Transport bosses are expecting travel to be rammed. 

Jörg Sandvoß, CEO of DB Regio said: “The 9-Euro-Ticket is a unique opportunity for public transport and climate protection in Germany.

“At the same time, it is a great experiment for public transport as a whole. We are preparing and literally putting everything we have into motion – trains, buses, service staff.

“Everyone will benefit from this. Subscription customers as well as passengers who are returning after a long break from corona or who are discovering the attractiveness of trains and buses for themselves. All of this is only possible thanks to our employees, who are doing an incredible job these days.”

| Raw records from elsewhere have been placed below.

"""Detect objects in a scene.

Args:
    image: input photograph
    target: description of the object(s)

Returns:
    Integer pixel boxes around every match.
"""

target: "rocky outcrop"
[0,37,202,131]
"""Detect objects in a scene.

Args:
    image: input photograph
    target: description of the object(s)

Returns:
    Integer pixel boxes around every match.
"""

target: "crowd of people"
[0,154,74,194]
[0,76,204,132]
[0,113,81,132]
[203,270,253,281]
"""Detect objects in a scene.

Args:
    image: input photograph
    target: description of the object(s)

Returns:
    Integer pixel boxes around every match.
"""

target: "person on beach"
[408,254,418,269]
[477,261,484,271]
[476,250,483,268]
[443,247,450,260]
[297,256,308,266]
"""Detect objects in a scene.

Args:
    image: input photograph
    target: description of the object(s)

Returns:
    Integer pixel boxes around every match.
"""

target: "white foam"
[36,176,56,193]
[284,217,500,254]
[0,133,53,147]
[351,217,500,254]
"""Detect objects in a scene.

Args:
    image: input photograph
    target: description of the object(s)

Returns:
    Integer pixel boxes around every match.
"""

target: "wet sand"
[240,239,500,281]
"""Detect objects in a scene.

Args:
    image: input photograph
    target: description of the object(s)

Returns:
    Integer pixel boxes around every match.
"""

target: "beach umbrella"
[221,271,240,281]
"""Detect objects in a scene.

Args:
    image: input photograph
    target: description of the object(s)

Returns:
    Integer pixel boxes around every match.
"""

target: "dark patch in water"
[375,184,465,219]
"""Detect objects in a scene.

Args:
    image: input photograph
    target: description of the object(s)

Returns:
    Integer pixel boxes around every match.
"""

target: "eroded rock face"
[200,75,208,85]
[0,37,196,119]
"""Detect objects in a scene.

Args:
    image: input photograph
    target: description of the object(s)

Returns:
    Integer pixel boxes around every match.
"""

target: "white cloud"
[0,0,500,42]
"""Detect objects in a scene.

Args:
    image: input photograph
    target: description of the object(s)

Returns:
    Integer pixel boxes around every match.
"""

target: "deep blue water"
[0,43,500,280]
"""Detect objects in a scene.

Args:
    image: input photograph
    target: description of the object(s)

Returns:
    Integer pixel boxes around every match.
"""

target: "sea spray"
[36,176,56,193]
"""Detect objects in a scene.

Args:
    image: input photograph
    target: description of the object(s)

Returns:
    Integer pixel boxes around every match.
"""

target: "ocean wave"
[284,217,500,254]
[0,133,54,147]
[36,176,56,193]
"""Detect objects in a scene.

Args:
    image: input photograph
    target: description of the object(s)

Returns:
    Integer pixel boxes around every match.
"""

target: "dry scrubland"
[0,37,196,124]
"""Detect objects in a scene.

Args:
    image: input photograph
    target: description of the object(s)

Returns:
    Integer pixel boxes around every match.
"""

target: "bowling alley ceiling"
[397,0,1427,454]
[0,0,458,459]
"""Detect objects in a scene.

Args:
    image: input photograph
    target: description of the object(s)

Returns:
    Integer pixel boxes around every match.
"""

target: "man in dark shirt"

Due to the busy services, DB said services could reach their limits – and said people taking bikes on board won’t always be guaranteed a space. Bikes are not included on the €9 ticket. 

“Taking bicycles along cannot always be guaranteed,” said Sandvoß.

More than 200,000 tickets sold

Deutsche Bahn said it had already sold more than 200,000 of the €9 tickets in the first hours of the pre-sale, which started on Monday morning.

Sandvoß said the firm was already experiencing a “historically large” take-up on sales.

However, passengers could face disruption due to lots of building work on the tracks in summer. 

Rail operators have urged travellers to check their journey isn’t disrupted by construction work before travelling.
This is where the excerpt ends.